Earlier this month, we went to DC to look at some Arab/Persian Art and point to the Arab/Persian art and say "Arab and Persian Art" in Arabic. And then we clapped for ourselves. In Arabic.
A door! Maybe! But definitely art! 
Closeup of an old plate depicting people killing each other on horses! Art! 
I call this one the "the best picture I have ever taken or has ever been taken with an ipod camera"
My group for the day, plus Alaa, our TA
In addition to learning important vocabulary like the words for dragon and statue (tineen and timthal) we did other museum-appropriate things like scavenger hunts or practicing verb commands by yelling directions in Arabic as a blindfolded student tried to find their way through the gallery.

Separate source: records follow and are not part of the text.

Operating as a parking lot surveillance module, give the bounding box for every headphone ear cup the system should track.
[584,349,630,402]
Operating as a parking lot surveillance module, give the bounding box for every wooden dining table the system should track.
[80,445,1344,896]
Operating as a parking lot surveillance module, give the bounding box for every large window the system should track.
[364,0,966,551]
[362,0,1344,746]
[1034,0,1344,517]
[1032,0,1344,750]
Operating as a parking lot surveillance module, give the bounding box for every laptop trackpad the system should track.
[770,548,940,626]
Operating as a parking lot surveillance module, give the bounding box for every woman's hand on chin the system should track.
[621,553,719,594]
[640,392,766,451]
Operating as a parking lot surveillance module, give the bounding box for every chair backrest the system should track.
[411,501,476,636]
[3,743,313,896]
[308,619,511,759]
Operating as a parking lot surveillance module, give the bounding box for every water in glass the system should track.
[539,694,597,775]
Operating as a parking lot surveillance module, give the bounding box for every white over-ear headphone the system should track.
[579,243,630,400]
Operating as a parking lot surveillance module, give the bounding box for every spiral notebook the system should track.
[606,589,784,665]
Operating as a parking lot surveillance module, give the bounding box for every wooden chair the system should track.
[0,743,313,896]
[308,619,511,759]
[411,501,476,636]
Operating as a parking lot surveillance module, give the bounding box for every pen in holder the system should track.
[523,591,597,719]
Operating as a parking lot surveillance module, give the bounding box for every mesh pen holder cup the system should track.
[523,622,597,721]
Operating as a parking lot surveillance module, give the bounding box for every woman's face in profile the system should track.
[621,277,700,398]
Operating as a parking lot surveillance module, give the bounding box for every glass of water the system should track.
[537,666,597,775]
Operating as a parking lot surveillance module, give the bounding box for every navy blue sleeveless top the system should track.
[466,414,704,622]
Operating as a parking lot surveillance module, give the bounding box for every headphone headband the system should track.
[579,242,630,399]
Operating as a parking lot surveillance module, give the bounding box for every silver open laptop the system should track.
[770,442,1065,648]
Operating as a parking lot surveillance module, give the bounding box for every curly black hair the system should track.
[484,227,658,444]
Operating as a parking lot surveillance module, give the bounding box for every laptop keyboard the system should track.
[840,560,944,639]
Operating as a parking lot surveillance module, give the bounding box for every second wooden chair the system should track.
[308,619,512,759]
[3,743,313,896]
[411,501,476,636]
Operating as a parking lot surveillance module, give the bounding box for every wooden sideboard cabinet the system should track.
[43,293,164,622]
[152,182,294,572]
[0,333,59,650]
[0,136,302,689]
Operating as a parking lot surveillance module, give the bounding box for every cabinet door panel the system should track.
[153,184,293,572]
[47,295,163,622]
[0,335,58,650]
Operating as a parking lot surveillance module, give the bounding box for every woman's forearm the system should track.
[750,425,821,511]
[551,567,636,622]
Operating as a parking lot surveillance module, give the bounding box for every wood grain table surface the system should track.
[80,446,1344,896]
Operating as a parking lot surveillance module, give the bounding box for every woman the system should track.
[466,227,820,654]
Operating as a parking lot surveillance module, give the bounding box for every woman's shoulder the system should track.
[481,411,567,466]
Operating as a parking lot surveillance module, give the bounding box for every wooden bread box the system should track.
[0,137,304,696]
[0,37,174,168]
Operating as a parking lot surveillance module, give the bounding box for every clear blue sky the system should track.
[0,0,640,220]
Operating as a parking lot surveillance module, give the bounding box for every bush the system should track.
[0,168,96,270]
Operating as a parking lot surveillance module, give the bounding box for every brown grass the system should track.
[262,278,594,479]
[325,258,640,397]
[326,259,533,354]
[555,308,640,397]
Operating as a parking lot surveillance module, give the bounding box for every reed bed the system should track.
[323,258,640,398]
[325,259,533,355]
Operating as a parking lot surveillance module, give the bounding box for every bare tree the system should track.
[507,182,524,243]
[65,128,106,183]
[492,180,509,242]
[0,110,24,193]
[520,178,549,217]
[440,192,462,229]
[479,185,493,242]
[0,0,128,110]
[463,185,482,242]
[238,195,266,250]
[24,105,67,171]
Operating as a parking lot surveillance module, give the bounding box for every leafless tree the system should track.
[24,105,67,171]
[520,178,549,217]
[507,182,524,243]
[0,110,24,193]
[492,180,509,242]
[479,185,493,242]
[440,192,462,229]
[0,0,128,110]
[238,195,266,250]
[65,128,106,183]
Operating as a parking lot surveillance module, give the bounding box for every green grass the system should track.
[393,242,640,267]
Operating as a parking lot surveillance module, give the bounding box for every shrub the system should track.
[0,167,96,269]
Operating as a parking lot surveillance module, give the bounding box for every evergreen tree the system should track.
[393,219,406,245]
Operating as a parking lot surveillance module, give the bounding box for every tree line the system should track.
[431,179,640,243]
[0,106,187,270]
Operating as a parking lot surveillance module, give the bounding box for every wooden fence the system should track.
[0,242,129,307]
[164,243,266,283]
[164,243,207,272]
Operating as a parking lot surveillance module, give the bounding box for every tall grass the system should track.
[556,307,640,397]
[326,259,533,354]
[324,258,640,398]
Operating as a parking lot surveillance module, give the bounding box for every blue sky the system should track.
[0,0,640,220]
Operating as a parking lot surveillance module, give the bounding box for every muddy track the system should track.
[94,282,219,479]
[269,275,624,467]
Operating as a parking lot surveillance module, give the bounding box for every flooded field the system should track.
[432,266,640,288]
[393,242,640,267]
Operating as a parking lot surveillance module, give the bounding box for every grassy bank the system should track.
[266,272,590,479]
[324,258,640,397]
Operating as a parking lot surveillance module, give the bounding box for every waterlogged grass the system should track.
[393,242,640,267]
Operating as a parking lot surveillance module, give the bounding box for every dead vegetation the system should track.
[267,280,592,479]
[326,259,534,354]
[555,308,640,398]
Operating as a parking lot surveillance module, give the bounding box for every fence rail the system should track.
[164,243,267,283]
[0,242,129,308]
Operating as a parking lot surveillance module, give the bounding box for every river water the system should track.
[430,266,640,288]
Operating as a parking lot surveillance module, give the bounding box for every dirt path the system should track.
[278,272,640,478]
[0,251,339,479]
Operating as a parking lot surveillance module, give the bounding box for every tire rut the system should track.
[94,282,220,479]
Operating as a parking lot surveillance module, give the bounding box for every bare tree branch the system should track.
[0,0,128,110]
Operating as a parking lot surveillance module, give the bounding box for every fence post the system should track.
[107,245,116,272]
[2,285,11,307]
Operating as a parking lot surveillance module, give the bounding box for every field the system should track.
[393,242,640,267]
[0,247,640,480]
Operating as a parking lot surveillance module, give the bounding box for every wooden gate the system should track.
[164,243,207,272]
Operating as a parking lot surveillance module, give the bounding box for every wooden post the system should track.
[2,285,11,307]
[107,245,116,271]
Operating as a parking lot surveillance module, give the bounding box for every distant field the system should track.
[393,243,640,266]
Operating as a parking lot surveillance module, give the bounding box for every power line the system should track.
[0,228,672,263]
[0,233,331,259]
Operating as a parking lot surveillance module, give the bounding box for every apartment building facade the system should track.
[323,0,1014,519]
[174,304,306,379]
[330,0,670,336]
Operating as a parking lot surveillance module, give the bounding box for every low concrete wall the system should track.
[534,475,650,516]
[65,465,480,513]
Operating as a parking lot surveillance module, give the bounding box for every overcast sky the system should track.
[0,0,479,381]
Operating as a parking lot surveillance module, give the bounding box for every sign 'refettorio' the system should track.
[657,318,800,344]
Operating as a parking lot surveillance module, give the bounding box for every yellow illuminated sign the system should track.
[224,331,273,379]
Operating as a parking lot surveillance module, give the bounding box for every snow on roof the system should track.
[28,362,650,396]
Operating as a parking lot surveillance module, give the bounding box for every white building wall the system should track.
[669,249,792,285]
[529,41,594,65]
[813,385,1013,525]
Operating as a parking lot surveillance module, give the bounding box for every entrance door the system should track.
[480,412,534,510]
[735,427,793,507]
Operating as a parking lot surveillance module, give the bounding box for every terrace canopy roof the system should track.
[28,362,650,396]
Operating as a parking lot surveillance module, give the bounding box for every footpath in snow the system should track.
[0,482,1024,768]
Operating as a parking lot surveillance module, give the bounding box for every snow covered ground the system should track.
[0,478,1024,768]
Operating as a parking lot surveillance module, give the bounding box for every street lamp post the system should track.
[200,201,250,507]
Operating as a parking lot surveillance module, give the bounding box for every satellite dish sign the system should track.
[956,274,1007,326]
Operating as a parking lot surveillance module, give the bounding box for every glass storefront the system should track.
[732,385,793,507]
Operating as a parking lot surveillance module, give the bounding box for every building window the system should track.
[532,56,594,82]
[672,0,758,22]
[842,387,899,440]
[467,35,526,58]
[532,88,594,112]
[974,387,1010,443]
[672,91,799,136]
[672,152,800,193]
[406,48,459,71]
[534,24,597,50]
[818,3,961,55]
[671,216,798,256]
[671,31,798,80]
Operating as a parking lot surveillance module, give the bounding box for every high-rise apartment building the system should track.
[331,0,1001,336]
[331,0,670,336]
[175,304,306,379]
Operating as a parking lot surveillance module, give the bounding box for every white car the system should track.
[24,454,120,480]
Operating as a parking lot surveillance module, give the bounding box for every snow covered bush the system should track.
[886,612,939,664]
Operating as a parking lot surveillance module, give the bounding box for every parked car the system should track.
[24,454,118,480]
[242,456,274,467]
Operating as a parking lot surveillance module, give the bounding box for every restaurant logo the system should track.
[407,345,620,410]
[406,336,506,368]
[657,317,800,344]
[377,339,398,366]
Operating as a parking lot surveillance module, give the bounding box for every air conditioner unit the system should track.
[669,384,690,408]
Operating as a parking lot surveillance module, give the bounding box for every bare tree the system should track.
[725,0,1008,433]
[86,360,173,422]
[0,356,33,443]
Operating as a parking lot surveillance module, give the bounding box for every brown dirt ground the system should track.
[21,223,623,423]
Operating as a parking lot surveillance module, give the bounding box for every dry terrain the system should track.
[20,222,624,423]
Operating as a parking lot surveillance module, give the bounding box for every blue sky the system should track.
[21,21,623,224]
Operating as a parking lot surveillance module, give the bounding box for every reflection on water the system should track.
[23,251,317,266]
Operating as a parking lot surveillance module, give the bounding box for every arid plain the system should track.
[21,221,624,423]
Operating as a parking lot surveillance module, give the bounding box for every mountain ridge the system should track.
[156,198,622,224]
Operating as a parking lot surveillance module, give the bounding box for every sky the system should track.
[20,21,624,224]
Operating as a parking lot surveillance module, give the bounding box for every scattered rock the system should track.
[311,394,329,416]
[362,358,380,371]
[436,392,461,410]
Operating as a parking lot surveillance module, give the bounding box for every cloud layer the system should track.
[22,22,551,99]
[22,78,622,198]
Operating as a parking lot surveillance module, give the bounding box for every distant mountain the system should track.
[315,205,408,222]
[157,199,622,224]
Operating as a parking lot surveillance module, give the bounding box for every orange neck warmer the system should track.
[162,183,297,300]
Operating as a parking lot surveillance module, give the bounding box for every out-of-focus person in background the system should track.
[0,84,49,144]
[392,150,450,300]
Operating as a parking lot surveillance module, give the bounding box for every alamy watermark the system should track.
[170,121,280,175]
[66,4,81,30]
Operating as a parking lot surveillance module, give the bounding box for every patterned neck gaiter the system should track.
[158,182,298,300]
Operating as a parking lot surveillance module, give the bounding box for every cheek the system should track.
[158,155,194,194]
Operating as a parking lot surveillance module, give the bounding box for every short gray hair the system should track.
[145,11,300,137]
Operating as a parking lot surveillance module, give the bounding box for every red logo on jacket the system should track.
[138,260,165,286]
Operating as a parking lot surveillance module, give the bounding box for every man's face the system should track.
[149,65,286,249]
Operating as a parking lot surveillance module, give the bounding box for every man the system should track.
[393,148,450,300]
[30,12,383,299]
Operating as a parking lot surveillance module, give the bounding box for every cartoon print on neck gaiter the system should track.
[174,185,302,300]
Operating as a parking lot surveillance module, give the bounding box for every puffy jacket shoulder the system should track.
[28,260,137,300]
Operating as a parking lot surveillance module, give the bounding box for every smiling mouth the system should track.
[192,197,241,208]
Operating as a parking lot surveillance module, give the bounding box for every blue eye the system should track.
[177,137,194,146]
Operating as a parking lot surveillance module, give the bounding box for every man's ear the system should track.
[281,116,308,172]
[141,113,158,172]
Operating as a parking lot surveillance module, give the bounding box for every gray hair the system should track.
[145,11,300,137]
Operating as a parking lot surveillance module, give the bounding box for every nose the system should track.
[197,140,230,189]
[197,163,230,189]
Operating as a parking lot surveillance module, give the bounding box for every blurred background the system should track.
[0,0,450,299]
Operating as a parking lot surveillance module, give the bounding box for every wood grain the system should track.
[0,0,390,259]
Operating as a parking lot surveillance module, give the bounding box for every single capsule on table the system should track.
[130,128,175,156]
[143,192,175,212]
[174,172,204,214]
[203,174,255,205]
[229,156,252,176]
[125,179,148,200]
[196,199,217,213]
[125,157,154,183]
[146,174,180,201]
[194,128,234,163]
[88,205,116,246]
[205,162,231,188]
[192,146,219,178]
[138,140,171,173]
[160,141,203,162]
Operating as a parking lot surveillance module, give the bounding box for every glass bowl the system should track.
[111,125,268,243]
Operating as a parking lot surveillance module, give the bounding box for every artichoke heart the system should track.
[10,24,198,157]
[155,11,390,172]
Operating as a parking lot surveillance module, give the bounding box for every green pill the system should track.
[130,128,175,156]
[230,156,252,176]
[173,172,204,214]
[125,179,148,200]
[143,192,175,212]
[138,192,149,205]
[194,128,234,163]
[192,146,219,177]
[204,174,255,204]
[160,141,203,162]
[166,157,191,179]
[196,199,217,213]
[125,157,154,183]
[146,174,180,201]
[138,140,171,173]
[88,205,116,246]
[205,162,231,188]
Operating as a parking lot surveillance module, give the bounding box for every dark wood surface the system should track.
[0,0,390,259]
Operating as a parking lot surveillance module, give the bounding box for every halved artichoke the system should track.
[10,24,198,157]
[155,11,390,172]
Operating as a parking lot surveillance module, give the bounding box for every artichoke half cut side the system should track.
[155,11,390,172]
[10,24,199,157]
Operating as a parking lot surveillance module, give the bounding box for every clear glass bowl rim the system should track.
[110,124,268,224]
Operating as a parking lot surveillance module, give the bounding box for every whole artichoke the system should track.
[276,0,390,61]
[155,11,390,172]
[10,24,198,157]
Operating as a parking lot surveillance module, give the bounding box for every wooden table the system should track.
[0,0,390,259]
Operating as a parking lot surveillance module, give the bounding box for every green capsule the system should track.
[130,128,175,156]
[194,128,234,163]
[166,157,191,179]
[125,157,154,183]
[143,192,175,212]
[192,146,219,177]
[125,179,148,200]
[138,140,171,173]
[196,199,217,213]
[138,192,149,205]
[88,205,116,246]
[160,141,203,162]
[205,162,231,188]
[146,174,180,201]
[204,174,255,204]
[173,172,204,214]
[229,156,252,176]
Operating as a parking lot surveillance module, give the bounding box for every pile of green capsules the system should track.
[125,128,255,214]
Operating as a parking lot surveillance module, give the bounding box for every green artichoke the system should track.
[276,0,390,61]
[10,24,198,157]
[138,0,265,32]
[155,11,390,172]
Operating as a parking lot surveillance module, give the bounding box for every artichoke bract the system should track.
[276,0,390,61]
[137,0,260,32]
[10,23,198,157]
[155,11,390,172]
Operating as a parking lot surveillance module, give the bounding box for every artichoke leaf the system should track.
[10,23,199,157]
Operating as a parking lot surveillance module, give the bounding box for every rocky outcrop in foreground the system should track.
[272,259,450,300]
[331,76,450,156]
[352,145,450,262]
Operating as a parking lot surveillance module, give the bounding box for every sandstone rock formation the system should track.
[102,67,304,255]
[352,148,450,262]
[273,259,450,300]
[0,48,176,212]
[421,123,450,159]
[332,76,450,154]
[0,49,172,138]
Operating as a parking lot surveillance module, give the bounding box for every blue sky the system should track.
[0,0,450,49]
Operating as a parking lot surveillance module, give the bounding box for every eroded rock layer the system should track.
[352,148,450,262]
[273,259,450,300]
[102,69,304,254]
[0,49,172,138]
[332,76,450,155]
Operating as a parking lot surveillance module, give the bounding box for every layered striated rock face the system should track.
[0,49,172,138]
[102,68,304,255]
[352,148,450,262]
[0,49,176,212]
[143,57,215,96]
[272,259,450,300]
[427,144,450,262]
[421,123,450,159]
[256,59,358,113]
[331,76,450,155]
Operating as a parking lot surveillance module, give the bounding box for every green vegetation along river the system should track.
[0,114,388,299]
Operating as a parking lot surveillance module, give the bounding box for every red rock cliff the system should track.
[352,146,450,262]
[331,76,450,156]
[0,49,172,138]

More recently we went on another field trip to New York City. Although the city doesn't really have a "Little Arabia" or anything comparable to say Chinatown, the street we were on had a bunch of shops with signs in Arabic and people who would stop and talk to our teachers in Arabic when they saw a bunch of teenagers making a big deal over reading "half-priced falafel" off a sign.
Generic-group-shot-where-you-can't-tell-that-we're-in-New-York
Being the social Lebanese man that he is, our teacher would pretty much strike up a conversation with anyone he saw on the street. He'd then have us all talk to his new best friend with our limited Arabic, quizzing them on their names, their father's names, their father's uncle's names, etc. Like I said, limited vocabulary. The funniest part was that everyone we talked to acted like it was the most natural thing in the world to strike up a conversation with a random stranger, I guess it's a cultural thing. 

In addition to accosting random strangers we got to order food in Arabic and attempt to make small talk with some of the shop owners. Then we piled back in the bus for the 4 hour ride back home.
I found this sign funny because "Mashalla" roughly means "Godwilling." I've been told you say it all the time in  Arabic, but I didn't realize that extended to shop sign too!

One more week left of class then camp then vacation then frantic packing and buying of unnecessary things that I will end up not taking with me then OMAN!

Monday, July 9, 2012

Little slice of Americana


Family, fireworks, and food--all tied up in a big red white and blue bow--the 4th of July is one of the more simple holidays. And despite the crazy heat that's been plaguing the East Coast, I managed to have a lovely day. The current weather has made me acutely aware that a code-red-heat-advisory-100-degree-call-in-FEMA-stay-inside-and-check-on-your-old-people kind of day in the US is just another sunny July day in Oman, but I'm trying not to dwell on unavoidable little facts like that. 

The morning of Independence Day found me a standing on the side of a road, watching our annual neighborhood parade, where people celebrating our nation's birth by staking out their patriotic chairs,
decking out their cars, 
waving to their children,
 and listening to some good 'ol fashioned brass music played from a truck bed.
 
After the parade (and more kebabs than could be good for anyone's health) I headed out to the fireworks with some friends. There, my camera continued to be a disgrace to photography everywhere.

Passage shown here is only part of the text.